With this in mind, it may be a good idea to have a BNE after each comparison branch away to a location that will use BCC/BCS to tell which number is larger (regardless of the position of the digit). Like this:
Code:
lda num1+n
cmp num2+n
bne decide
lda num1+n-1
cmp num2+n-1
bne decide
(...)
lda num1+0
cmp num2+0
bne decide
;num1 = num2
decide:
bcs greater than
;num1 < num2
greaterthan:
;num1 > num2
The loop is unrolled for speed, so you don't have to update X or check for end conditions with such small arrays (surely you don't have not than 8 digits to compare?).
tokumaru wrote:
One obvious optimization is to start the comparison from the most significant digit and move your way down, because that will allow you to find the result without having to look at all the digits.
Yes, I know. That's why I said: The array aspect doesn't really have much to do with my question, only the question about a single comparison.
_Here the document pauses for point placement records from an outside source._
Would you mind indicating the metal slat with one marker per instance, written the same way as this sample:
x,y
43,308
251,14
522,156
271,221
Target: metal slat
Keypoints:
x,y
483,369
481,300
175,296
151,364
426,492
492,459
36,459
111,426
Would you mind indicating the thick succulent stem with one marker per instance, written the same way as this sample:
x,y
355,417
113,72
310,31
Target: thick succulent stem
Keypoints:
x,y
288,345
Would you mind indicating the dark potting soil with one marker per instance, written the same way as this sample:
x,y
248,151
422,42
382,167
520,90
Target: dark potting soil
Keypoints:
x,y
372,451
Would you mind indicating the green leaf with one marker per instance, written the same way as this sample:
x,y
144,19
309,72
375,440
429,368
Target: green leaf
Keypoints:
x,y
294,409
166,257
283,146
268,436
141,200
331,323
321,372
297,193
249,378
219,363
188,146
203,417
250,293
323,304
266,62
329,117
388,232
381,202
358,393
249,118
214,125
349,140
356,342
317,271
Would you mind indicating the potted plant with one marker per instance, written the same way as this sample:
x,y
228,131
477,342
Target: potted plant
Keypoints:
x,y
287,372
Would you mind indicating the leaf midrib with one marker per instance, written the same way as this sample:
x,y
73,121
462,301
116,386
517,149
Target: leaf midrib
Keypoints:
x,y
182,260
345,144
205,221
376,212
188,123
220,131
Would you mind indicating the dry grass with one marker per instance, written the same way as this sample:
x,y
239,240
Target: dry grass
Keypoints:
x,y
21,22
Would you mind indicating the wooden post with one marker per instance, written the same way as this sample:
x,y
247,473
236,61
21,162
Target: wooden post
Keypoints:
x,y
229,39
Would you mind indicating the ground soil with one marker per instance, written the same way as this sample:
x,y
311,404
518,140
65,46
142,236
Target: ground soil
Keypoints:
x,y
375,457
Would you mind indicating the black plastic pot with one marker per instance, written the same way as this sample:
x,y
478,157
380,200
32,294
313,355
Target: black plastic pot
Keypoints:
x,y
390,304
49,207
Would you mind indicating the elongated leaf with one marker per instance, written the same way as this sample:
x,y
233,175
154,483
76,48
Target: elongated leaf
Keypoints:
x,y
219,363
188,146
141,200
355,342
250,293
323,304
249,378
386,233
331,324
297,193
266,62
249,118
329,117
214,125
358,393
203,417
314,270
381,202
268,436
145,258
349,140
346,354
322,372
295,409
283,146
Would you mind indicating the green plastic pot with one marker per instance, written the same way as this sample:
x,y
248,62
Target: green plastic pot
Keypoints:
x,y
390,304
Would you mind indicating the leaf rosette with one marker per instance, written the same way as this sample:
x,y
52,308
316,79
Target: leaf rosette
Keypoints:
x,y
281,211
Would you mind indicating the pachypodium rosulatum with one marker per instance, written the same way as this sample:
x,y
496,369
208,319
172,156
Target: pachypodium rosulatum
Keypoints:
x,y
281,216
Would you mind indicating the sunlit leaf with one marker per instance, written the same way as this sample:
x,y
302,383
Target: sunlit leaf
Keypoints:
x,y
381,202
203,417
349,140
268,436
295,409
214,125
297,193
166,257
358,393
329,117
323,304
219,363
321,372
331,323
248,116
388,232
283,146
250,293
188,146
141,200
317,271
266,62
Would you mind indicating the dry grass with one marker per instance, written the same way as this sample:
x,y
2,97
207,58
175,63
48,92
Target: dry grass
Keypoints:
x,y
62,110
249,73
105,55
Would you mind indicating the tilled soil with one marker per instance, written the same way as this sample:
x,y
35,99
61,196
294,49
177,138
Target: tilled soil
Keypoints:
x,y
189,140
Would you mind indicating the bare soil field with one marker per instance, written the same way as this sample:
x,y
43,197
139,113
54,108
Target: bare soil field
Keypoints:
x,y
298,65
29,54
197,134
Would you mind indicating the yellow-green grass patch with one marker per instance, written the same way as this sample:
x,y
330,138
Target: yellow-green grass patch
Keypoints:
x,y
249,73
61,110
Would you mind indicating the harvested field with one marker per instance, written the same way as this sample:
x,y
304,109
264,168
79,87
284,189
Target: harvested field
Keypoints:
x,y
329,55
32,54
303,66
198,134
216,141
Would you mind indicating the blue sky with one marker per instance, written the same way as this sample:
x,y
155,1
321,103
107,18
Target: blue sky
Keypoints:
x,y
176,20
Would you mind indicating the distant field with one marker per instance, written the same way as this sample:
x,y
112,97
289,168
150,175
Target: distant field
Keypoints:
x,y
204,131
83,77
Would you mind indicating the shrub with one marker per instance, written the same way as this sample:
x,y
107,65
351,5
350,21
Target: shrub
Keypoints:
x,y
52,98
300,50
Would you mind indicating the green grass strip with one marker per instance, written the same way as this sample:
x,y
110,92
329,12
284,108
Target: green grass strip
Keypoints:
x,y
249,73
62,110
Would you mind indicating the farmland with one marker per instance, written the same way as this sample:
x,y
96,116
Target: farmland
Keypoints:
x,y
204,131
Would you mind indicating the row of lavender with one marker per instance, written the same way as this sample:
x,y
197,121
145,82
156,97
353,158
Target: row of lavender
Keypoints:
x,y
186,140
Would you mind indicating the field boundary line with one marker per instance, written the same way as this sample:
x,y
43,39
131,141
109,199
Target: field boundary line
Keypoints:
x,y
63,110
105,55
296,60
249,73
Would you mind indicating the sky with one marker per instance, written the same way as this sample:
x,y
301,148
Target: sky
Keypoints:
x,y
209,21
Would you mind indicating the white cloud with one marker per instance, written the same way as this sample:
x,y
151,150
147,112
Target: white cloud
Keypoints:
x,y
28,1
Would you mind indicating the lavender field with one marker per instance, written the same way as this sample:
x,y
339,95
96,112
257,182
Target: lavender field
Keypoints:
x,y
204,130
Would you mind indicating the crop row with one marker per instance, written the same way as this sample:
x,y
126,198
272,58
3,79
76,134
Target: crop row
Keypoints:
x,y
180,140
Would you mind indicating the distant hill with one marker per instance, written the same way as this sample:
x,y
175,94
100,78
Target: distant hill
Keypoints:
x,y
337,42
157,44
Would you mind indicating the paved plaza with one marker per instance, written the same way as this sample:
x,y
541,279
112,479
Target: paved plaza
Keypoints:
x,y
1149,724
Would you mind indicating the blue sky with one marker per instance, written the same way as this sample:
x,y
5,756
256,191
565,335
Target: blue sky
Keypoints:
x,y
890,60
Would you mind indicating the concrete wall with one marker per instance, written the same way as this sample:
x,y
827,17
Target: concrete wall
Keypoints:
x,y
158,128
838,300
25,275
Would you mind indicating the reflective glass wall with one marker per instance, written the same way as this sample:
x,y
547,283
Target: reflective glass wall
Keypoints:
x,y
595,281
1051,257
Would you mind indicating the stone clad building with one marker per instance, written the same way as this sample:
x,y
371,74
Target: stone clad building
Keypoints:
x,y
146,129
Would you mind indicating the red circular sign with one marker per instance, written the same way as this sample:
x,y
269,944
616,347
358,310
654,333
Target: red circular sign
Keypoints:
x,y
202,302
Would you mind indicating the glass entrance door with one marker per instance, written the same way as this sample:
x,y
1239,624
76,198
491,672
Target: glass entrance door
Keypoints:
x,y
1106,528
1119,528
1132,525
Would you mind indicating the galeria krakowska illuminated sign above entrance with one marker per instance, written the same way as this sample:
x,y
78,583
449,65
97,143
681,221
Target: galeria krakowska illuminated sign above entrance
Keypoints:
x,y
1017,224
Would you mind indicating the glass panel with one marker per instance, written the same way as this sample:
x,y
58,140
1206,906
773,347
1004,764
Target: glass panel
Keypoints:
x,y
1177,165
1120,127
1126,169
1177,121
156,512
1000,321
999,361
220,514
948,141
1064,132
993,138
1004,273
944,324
That's the way I did it now:
Code:
LeftEqualsRight = 0
LeftLessThanRight = 1
LeftGreaterThanRight = 2
.segment "ZEROPAGE"
_CompareArraysPointerLeft: .res 2
.exportzp _CompareArraysPointerLeft
_CompareArraysPointerRight: .res 2
.exportzp _CompareArraysPointerRight
Size: .res 1
.segment "CODE"
_CompareArrays:
.export _CompareArrays_
STA Size
LDY #0
@loop:
LDA (_CompareArraysPointerLeft), Y
CMP (_CompareArraysPointerRight), Y
BCC @leftLessThanRight
BEQ @leftEqualsRight
LDA #LeftGreaterThanRight
JMP @end
@leftLessThanRight:
LDA #LeftLessThanRight
JMP @end
@leftEqualsRight:
INY
CPY Size
BNE @loop
LDA #LeftEqualsRight
@end:
LDX #0
RTS
The pointers are set in the code in C before calling the function.
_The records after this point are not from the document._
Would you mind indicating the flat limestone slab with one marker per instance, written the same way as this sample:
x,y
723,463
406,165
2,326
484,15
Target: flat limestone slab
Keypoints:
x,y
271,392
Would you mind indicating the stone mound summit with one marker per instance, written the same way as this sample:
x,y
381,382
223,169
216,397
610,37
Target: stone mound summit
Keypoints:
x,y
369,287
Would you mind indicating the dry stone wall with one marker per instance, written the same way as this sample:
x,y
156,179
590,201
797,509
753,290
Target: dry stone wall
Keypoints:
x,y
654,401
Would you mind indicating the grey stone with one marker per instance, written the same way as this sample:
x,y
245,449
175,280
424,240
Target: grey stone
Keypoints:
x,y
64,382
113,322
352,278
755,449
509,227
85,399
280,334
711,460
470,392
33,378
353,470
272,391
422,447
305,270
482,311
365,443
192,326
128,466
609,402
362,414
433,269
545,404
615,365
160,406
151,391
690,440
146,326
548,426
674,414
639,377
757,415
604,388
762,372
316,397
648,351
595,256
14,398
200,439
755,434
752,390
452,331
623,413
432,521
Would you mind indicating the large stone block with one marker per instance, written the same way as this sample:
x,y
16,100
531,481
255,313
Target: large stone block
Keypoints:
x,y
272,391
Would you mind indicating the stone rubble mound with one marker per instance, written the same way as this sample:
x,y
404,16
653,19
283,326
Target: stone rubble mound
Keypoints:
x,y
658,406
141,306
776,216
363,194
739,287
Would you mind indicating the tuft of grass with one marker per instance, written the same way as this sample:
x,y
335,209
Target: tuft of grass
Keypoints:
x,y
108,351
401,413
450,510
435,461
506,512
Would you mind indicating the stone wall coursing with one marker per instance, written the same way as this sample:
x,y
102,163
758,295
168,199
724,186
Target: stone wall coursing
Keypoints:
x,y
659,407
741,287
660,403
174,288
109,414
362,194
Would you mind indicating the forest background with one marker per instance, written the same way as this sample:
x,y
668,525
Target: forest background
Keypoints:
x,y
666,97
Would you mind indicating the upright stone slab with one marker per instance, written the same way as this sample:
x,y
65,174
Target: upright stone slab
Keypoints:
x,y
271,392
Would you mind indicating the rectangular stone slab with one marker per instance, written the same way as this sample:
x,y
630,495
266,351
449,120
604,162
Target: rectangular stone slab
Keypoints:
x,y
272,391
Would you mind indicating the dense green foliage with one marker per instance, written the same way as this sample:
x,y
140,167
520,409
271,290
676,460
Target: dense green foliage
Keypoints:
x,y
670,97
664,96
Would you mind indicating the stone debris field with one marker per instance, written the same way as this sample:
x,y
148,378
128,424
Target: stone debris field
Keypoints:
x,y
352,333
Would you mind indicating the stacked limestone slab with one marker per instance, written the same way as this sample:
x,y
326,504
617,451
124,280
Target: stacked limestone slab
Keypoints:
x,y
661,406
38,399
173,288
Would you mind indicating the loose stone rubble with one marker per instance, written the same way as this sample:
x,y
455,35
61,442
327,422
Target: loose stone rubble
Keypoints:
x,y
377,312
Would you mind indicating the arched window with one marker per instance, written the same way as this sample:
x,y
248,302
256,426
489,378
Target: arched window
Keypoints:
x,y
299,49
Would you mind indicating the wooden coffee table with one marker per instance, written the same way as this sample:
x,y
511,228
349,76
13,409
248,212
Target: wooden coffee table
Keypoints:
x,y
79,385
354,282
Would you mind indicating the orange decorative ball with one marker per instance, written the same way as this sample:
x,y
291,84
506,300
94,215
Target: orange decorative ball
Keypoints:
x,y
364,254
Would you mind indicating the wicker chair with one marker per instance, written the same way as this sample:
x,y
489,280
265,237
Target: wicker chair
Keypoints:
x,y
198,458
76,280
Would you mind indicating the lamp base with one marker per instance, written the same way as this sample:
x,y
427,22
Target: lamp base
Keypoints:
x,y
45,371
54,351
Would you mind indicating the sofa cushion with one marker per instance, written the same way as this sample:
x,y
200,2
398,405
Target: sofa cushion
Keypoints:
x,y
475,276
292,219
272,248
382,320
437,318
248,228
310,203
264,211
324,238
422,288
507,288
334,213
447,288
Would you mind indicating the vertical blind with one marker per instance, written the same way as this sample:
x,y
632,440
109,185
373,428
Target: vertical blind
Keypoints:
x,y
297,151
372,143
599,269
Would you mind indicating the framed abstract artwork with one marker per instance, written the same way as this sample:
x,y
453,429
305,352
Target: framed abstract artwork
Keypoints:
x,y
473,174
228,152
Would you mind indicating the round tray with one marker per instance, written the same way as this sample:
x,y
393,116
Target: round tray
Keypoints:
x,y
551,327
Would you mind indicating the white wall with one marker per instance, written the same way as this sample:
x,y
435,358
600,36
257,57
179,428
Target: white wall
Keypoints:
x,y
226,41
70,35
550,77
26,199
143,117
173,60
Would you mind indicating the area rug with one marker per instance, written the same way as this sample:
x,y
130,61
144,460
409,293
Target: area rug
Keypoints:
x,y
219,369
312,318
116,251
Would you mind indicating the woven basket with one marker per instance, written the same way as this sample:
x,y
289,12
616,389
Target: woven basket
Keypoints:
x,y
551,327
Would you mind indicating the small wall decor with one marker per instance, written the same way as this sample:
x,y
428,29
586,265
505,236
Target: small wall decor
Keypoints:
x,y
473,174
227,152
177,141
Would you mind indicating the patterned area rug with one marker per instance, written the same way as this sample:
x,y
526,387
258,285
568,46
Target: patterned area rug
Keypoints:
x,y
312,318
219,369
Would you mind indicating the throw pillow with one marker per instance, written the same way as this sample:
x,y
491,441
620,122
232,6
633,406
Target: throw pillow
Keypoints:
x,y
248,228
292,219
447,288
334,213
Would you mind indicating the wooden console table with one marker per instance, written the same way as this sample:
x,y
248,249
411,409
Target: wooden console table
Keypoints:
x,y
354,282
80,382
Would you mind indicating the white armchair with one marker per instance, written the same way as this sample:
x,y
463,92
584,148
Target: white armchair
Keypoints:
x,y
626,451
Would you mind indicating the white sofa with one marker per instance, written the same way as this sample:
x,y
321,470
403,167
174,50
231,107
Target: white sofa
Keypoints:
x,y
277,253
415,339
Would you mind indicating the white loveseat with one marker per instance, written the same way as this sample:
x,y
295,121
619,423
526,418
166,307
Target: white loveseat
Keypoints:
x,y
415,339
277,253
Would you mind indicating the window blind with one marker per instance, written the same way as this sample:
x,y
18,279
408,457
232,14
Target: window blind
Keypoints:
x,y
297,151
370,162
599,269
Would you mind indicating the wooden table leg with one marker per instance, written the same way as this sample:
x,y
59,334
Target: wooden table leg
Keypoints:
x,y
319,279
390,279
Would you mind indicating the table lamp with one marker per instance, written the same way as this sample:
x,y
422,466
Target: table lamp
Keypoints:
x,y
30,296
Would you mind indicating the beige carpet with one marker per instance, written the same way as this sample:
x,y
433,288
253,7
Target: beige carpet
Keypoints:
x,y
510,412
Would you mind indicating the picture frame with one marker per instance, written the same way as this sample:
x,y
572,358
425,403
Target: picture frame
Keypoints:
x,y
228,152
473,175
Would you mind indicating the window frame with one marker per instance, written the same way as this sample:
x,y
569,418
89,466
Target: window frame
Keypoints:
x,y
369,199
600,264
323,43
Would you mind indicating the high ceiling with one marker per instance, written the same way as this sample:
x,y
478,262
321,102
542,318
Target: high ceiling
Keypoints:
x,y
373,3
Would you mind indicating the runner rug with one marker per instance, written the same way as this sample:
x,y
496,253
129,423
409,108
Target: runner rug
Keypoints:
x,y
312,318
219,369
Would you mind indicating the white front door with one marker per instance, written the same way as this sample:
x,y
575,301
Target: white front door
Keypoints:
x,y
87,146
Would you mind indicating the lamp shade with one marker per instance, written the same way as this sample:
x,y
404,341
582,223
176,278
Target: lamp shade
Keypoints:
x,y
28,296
By the way, is there any way to do this without the Size variable?
If you're comparing two multi-byte numbers but not doing a 3-way comparison, if you're fine with just knowing whether a < b or b >= a, you can just do most of the subtraction and ignore the result except for the carry. This method doesn't waste bytes on intermediate branches or cycles on untaken branches.
Code:
lda b_lo
cmp a_lo ; Use CMP instead of SBC to avoid needing to SEC
lda b_mid
sbc a_mid ; Use SBC instead of CMP to respect previous carry
lda b_hi
sbc a_hi
bcc a_is_less
; here: A is greater or equal
tepples wrote:
If you're comparing two multi-byte numbers but not doing a 3-way comparison
It's a general purpose function. Sometimes I need to check for equal, sometimes for less than, sometimes for greater than. So, the function needs to be able to handle each case.
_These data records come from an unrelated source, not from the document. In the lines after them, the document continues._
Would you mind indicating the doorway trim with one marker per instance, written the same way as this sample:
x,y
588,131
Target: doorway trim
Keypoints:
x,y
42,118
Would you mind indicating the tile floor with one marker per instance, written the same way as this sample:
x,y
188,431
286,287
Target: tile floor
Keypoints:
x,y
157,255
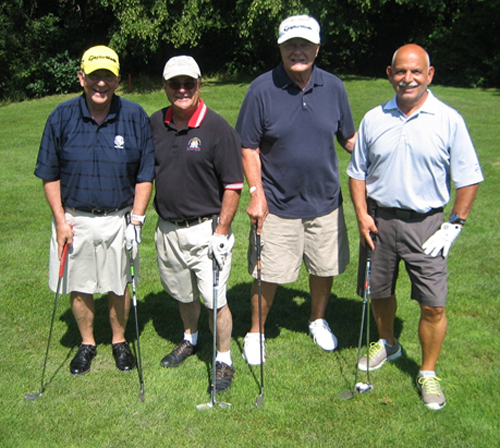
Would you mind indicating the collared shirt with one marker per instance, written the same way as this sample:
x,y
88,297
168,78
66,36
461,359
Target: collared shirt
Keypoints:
x,y
98,164
410,162
194,165
295,131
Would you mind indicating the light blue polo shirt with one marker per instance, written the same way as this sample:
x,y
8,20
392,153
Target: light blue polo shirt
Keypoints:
x,y
411,162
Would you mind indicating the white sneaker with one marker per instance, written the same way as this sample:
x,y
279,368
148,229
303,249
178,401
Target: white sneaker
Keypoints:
x,y
322,335
251,349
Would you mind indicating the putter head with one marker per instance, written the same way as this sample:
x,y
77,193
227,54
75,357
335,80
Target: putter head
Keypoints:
x,y
359,388
259,402
205,406
32,397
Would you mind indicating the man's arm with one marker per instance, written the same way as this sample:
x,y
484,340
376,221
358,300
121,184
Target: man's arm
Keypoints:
x,y
464,199
230,201
141,199
366,223
64,232
348,144
257,208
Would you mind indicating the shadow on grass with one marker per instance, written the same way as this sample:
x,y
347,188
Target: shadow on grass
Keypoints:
x,y
291,310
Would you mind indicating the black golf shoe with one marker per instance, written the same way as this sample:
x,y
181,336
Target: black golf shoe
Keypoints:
x,y
124,358
179,354
80,365
223,377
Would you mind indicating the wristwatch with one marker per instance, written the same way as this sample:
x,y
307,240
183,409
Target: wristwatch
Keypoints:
x,y
455,219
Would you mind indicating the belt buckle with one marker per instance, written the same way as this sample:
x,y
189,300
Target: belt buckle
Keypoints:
x,y
403,214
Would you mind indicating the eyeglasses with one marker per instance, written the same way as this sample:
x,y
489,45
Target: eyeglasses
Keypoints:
x,y
108,77
188,85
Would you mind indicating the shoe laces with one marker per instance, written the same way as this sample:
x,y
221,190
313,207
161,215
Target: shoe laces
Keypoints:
x,y
374,349
430,384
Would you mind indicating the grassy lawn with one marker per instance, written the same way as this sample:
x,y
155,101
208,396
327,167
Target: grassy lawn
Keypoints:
x,y
303,383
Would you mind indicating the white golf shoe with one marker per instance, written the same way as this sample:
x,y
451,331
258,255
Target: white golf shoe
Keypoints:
x,y
251,349
322,335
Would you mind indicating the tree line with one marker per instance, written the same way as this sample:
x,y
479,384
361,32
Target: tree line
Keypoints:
x,y
41,41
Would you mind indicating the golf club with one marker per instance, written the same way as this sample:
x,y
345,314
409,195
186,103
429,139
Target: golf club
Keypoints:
x,y
360,388
259,402
134,302
33,396
213,400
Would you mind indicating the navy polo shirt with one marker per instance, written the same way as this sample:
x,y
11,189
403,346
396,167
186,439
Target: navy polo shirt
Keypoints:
x,y
295,131
98,164
195,164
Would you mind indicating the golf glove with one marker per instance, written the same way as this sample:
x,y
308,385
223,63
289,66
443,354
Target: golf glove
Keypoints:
x,y
442,239
219,247
133,236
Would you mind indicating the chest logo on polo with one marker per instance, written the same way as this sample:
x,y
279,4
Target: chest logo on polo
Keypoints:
x,y
119,142
194,144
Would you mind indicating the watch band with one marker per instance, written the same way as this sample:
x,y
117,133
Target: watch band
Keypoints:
x,y
455,219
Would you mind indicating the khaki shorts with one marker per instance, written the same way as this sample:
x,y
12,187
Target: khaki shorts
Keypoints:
x,y
402,240
97,261
186,271
320,242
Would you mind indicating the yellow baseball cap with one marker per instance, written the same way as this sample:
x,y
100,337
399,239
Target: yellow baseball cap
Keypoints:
x,y
100,58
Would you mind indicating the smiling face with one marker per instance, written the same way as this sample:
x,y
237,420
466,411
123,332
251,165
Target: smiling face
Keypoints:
x,y
410,74
99,87
298,56
183,92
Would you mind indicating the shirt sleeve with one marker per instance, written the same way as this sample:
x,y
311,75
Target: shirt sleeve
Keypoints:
x,y
464,164
249,124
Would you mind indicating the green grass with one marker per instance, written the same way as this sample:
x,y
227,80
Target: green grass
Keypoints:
x,y
302,405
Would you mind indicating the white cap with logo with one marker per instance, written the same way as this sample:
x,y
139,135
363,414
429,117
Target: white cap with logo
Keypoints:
x,y
181,66
304,27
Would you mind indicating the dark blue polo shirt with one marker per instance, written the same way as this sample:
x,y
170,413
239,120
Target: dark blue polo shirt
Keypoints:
x,y
98,165
295,131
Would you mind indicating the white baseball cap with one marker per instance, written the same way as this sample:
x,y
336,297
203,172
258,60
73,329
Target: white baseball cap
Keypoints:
x,y
181,66
304,27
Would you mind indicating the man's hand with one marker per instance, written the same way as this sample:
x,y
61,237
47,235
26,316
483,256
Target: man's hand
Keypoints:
x,y
133,237
219,247
442,239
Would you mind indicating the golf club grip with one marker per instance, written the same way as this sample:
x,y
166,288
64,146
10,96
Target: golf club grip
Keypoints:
x,y
63,259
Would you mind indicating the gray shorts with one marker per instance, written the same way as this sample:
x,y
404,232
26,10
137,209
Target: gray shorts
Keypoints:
x,y
397,240
97,261
186,271
320,242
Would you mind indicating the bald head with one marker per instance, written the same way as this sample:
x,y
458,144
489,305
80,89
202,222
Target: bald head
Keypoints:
x,y
408,49
410,73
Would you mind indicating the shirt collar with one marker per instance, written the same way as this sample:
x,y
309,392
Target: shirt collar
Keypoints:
x,y
283,81
195,120
113,110
429,105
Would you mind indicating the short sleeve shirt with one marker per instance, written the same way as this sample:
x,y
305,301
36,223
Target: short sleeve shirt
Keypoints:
x,y
411,162
195,164
295,132
98,165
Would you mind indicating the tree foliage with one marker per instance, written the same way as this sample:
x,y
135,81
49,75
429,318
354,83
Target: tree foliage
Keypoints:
x,y
41,41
I though you were shooting for speed? Your loop looks significantly slower than than the unrolled loop I posted... If you need to compare numbers of different sizes, you can just have multiple entry points (load Y with Size - 1 and JSR to the appropriate entry point):
Code:
Compare5Digits:
lda (_CompareArraysPointerLeft), y
cmp (_CompareArraysPointerRight), y
bne Decide
dey
Compare4Digits:
lda (_CompareArraysPointerLeft), y
cmp (_CompareArraysPointerRight), y
bne Decide
dey
Compare3Digits:
lda (_CompareArraysPointerLeft), y
cmp (_CompareArraysPointerRight), y
bne Decide
dey
Compare2Digits:
lda (_CompareArraysPointerLeft), y
cmp (_CompareArraysPointerRight), y
bne Decide
dey
Compare1Digit:
lda (_CompareArraysPointerLeft), y
cmp (_CompareArraysPointerRight), y
bne Decide
lda #LeftEqualsRight
rts
Decide:
bcc +
lda #LeftGreaterThanRight
rts
+ lda #LeftLessThanRight
rts
I know that coming from a high-level language your first instinct is to use a loop, handle different sizes using a parameter and a variable, and have only one return point, but now you have the power of assembly! If you really are going for speed, you should consider these kinds of optimizations.